Importancia de los cereales integrales en la microbiota intestinal

La microbiota intestinal es la comunidad de bacterias benéficas y nocivas que habitan en los intestinos, cuyas funciones son clave para la salud.

Desempeña un importante papel en el sistema  inmunológico, el metabolismo y la salud intestinal.

Para asegurar sus funciones, es necesario mantenerla saludable y equilibrada, con una mayor cantidad y diversidad de bacterias benéficas.

Composición de la microbiota intestinal

Su composición es similar en la mayoría de adultos sanos, sin embargo, una parte de ella es personal, determinada por factores externos.

La disminución de bacterias benéficas y aumento de las nocivas puede estar relacionado con problemas de salud, tales como desórdenes funcionales del intestino, enfermedad inflamatoria intestinal, alergias, resistencia a la insulina, obesidad o diabetes.

Este concepto ha reforzado la necesidad de identificar factores que pueden modificarla tanto positiva como negativamente.

Se sabe que la dieta adecuada, la actividad física y los probióticos son factores que influyen favorablemente en su composición, siendo la dieta el más importante, la cual constituye una herramienta sencilla y eficaz para generar cambios a corto plazo.

Por ejemplo, los probióticos que contienen los alimentos lácteos fermentados, como el Lactobacillus casei Shirota, ayudan a equilibrar la microbiota intestinal, favoreciendo la eliminación de bacterias nocivas.

Cereales integrales y microbiota intestinal

Los cereales integrales son aquellos que conservan las tres partes del cereal: salvado, endospermo y germen, sin desechar ninguna, como sucede con los refinados.

Por ello, los integrales son ricos en varios compuestos benéficos para la salud presentes en el salvado, la parte exterior del grano.

Se piensa que algunos de sus beneficios están mediados, en parte, a través de sus interacciones con la microbiota intestinal.

Estos cereales son una excelente fuente de fibra, la cual resiste la digestión en el tracto gastrointestinal superior y es sustrato accesible para la microbiota, por lo que constituye un combustible importante para ella.

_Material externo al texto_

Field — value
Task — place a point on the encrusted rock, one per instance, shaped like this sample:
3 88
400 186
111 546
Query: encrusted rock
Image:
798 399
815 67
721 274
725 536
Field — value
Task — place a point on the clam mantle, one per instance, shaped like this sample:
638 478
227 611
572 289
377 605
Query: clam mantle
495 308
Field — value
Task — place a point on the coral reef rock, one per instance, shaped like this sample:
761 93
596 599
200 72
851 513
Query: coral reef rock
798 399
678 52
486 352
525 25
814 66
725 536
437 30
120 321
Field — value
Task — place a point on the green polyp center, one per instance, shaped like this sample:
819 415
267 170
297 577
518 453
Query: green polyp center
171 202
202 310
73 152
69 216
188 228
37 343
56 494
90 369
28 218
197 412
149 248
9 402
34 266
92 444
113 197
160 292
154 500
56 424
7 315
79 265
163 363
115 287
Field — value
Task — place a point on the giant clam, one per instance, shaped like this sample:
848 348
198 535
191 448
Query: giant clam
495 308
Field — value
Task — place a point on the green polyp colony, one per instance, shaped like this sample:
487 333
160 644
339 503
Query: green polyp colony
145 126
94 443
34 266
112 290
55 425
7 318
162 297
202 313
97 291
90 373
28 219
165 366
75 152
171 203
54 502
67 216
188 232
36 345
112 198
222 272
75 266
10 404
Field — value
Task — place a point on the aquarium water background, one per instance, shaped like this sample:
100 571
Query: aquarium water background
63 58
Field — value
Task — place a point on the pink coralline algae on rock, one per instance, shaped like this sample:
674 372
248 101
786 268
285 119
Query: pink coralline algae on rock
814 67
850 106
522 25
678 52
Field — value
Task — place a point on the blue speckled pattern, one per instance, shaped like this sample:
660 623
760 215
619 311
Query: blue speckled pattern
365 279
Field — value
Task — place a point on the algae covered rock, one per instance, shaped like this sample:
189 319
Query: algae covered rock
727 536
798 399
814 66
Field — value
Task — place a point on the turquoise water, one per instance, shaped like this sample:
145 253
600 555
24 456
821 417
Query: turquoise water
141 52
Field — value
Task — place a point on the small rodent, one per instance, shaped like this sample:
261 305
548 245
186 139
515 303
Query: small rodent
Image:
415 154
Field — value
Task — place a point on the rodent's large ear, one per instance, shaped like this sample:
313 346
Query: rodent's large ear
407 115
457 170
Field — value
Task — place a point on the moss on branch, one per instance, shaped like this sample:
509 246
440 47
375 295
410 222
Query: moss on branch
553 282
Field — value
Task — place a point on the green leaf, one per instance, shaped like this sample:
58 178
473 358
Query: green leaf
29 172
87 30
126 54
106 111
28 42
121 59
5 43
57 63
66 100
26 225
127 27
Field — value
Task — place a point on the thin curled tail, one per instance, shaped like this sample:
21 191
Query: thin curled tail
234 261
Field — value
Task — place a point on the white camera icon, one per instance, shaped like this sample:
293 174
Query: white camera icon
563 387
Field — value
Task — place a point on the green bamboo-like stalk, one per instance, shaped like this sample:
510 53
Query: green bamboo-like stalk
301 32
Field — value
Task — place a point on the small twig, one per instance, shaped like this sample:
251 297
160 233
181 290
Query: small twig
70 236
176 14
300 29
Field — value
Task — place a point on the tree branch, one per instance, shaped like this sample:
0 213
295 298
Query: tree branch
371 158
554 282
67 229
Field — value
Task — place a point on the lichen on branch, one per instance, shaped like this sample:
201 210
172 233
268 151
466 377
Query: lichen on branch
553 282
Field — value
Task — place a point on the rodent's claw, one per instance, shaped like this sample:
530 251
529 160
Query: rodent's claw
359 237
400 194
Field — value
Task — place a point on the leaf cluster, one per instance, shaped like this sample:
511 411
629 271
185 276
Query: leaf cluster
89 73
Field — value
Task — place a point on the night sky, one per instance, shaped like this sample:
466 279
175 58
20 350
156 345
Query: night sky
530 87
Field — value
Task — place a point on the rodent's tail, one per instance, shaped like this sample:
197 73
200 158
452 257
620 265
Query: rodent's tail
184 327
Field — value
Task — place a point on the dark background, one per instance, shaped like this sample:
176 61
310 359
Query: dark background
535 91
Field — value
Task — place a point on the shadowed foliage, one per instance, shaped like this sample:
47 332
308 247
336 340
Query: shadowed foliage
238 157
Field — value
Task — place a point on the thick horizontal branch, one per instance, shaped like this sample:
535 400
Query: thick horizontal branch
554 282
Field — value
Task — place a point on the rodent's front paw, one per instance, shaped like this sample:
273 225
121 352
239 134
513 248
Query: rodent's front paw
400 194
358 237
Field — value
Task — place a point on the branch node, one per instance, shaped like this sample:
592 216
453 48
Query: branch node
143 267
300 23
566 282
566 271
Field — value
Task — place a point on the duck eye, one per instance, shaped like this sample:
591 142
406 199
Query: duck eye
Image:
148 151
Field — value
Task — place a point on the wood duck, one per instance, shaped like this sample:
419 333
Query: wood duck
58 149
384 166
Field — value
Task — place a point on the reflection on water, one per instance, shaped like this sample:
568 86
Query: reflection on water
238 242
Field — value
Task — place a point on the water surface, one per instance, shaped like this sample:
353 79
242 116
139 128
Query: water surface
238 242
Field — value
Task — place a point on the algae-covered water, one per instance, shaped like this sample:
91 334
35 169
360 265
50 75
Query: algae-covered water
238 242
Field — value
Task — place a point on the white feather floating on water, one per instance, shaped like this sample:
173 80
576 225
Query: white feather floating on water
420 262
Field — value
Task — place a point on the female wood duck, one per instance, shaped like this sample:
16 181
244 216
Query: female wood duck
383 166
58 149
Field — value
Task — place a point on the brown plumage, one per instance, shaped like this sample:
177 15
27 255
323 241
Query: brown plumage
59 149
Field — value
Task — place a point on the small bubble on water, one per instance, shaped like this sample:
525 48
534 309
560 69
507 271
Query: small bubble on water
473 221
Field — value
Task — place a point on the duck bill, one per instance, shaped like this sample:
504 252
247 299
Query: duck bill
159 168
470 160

La fibra tiene el potencial de provocar cambios favorables, aumentando la cantidad y diversidad de bacterias benéficas, disminuyendo las nocivas y favoreciendo la producción de ácidos grasos de cadena corta (AGCC),  principales productos finales de la fermentación de la fibra.

Los cereales integrales además aportan:

  • Antioxidantes
  • Fitoestrógenos.
  • Vitaminas
  • Minerales

Es por ello que personas que consumen dietas ricas en cereales integrales presentan menor riesgo de enfermedades como:

  • Síndrome metabólico.
  • Enfermedades cardiovasculares.
  • Diabetes
  • Obesidad
  • Cáncer.

Ya lo sabes, prefiere los cereales integrales y consume bacterias probióticas, como el Lactobacillus casei Shirota, para mantener saludable tu microbiota intestinal y con ello prevenir el desarrollo de enfermedades.